Работа над Еврипидом начинается в 1891 — 1893 гг. в Киеве: Анненскому только что минуло 35 лет, он «на середине странствия земного», потом он не забудет упомянуть, что Леконт де Лиль тоже стал писателем в 35 лет. Как кажется, около этого же времени он начинает писать и те свои «настоящие» стихи, которые в 1901 г. будут собраны под мрачным античным заглавием «Из пещеры Полифема», а в 1904 г. выйдут под заглавием «Тихие песни». Начиная с 1894 г. и до 1903 г. почти ежегодно он печатает по пьесе со статьей (обычно в почтенном «Журнале Министерства народного просвещения»). Как менялась за это время — от «Вакханок» до «Медеи» — переводческая техника и поэтический стиль Анненского, — это еще предстоит исследовать.
Для самого Анненского оттачивание своего стиля на оселке Еврипида закончилось в 1901-1902 гг. В эти два года он пишет три собственные пьесы на сюжеты несохранившихся драм Еврипида: «Меланиппа-философ», «Царь Иксион» и «Лаодамия». Это значило, что необходимость точно следовать еврипидовскому слову — даже в широких рамках своего перевода-пересказа — уже начинала его тяготить. В предисловиях к «Меланиппе» и «Иксиону» он пишет, что чувствует себя поэтом без времени: ему претит своя эпоха, но он бежал бы и от Еврипидова пиршественного стола.
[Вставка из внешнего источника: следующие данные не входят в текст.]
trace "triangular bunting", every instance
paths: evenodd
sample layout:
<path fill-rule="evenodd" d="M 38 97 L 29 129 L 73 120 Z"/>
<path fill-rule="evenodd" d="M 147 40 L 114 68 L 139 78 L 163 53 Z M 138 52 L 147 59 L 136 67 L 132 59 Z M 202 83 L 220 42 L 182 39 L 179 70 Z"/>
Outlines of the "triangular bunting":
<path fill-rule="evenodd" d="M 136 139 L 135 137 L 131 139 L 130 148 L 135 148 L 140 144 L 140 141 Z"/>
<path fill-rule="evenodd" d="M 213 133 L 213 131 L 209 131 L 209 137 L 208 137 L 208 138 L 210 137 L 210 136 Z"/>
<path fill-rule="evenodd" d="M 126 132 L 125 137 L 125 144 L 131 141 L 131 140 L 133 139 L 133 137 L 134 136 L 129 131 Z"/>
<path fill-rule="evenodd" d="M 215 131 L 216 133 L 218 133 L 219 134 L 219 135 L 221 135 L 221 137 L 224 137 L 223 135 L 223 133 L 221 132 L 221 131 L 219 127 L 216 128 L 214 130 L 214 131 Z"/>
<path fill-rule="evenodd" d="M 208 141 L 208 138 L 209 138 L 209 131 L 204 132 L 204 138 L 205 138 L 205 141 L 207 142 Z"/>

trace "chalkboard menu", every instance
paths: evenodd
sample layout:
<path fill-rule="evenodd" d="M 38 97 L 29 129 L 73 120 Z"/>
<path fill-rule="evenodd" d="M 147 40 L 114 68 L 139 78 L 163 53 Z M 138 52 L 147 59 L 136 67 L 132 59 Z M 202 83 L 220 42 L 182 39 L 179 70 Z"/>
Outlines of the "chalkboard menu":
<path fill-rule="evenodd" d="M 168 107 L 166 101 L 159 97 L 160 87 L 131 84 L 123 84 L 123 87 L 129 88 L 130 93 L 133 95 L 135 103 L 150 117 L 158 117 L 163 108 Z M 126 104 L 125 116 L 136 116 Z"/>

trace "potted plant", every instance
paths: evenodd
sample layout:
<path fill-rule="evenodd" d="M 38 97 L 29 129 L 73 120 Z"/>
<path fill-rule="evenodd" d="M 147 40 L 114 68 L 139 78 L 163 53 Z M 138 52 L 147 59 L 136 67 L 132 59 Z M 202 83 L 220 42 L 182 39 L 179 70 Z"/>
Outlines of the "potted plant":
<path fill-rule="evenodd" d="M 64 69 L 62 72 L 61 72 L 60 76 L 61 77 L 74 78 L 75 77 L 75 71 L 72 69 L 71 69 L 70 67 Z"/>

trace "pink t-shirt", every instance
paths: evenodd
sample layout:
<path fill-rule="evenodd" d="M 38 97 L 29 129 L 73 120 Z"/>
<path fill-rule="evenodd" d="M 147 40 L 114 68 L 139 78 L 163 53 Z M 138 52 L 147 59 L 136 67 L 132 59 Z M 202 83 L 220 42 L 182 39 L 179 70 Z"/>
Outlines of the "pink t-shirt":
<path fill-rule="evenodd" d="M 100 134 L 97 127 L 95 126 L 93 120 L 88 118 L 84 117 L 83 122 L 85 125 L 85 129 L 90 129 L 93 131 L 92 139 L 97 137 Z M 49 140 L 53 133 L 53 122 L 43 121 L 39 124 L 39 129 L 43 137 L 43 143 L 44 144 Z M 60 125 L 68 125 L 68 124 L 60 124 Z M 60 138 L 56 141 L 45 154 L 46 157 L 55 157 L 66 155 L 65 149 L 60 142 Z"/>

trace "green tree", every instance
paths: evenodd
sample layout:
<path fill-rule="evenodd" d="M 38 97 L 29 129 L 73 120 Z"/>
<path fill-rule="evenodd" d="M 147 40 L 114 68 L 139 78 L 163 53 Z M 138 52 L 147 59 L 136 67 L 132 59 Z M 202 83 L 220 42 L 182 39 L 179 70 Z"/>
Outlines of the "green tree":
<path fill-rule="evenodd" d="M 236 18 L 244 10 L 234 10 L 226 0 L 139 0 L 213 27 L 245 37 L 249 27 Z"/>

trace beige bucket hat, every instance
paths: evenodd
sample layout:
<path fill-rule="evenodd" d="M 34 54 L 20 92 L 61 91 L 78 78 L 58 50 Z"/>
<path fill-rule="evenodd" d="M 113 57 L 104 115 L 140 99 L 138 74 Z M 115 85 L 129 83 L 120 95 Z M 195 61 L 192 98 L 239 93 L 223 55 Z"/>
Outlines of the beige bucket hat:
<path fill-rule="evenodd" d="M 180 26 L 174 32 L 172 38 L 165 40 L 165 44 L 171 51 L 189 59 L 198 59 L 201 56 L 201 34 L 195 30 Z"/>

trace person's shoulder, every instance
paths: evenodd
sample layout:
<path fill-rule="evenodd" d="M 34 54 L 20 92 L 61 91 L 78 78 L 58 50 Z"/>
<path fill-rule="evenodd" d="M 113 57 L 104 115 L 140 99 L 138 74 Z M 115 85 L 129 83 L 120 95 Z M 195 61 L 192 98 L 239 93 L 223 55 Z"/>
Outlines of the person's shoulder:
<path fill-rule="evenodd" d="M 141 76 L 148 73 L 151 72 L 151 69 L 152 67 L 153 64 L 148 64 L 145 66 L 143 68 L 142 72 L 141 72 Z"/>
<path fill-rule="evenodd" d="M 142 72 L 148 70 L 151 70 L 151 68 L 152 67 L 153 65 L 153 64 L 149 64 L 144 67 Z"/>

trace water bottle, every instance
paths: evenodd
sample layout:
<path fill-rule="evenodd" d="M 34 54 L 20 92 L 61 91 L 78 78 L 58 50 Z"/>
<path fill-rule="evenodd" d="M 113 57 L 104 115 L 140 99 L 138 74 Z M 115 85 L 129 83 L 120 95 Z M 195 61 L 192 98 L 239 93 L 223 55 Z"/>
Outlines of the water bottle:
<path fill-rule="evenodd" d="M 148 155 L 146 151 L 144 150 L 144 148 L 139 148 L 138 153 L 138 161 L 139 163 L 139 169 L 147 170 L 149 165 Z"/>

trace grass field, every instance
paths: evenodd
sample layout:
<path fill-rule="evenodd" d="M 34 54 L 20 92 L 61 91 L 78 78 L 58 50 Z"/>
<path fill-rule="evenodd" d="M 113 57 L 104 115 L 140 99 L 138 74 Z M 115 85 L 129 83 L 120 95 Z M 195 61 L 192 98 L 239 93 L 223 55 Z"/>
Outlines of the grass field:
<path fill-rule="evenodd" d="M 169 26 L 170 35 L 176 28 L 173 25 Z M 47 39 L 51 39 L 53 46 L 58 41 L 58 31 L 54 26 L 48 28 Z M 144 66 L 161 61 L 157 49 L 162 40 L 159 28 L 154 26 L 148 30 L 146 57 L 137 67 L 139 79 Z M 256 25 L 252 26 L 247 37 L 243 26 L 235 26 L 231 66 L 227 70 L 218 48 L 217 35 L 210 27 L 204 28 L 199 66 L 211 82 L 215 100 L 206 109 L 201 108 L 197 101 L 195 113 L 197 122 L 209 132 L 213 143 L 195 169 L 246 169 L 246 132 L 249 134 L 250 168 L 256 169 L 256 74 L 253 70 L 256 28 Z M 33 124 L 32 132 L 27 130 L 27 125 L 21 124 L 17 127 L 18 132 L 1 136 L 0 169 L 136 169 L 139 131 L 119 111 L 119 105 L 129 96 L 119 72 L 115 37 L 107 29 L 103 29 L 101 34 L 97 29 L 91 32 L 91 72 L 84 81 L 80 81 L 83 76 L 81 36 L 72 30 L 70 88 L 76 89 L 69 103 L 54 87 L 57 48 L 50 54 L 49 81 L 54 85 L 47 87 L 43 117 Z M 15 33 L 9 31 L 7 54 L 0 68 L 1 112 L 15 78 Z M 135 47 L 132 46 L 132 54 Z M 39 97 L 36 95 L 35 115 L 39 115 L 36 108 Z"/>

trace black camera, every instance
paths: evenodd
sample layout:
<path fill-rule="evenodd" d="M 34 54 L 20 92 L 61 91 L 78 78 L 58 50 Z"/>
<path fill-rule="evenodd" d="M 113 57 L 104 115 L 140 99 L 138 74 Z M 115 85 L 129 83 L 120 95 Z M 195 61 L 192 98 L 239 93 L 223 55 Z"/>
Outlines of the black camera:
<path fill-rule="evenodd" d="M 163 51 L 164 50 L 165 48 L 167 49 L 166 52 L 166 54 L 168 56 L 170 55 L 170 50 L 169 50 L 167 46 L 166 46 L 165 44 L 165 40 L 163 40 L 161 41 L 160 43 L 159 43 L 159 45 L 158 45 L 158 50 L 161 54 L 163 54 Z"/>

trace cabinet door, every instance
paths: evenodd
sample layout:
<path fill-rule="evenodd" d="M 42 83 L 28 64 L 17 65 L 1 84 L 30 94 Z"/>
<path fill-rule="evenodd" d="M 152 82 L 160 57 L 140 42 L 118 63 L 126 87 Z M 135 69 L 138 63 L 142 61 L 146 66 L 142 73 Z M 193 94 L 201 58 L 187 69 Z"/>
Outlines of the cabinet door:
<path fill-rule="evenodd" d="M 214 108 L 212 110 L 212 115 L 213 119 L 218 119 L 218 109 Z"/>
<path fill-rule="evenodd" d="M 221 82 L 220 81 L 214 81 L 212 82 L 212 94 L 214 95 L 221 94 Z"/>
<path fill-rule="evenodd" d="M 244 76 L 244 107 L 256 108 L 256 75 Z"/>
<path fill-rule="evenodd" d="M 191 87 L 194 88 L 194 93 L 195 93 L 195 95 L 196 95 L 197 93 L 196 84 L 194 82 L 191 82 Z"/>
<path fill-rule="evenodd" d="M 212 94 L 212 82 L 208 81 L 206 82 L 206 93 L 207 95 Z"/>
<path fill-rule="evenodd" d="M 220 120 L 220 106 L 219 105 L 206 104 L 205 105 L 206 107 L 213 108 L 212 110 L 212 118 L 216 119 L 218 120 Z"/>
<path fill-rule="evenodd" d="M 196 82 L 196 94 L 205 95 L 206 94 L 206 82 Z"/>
Поэтому он сознательно освобождает себя от лишних «мифологических прикрас» и принимает «метод, допускающий анахронизмы и фантастическое» и позволяющий «глубже затронуть вопросы психологии и этики и более... слить мир античный с современной душой». Игра анахронизмами всегда была ему дорога, потому что подчеркивала условность, символичность каждого образа: поэтому он и у Еврипида слово «вестник» переводил только «герольд», а у его Медеи «тип лица грузинский», а в «Алькесте» слова «ты коснулся моей души и мысли» передаются: «По сердцу и мыслям провел ты мне скорби тяжелым смычком». Коллег-филологов (того же Зелинского) раздражало не столько то, что у греков не было скрипок и смычков, сколько то, что Анненский сам отлично это знал. Тогда же была задумана, а шесть лет спустя написана и четвертая пьеса, «Фамира-кифарэд», — это торжество «причудливости» и «музыкальности», где в хорах отголоски Бальмонта кажутся предвестиями Цветаевой и Хлебникова.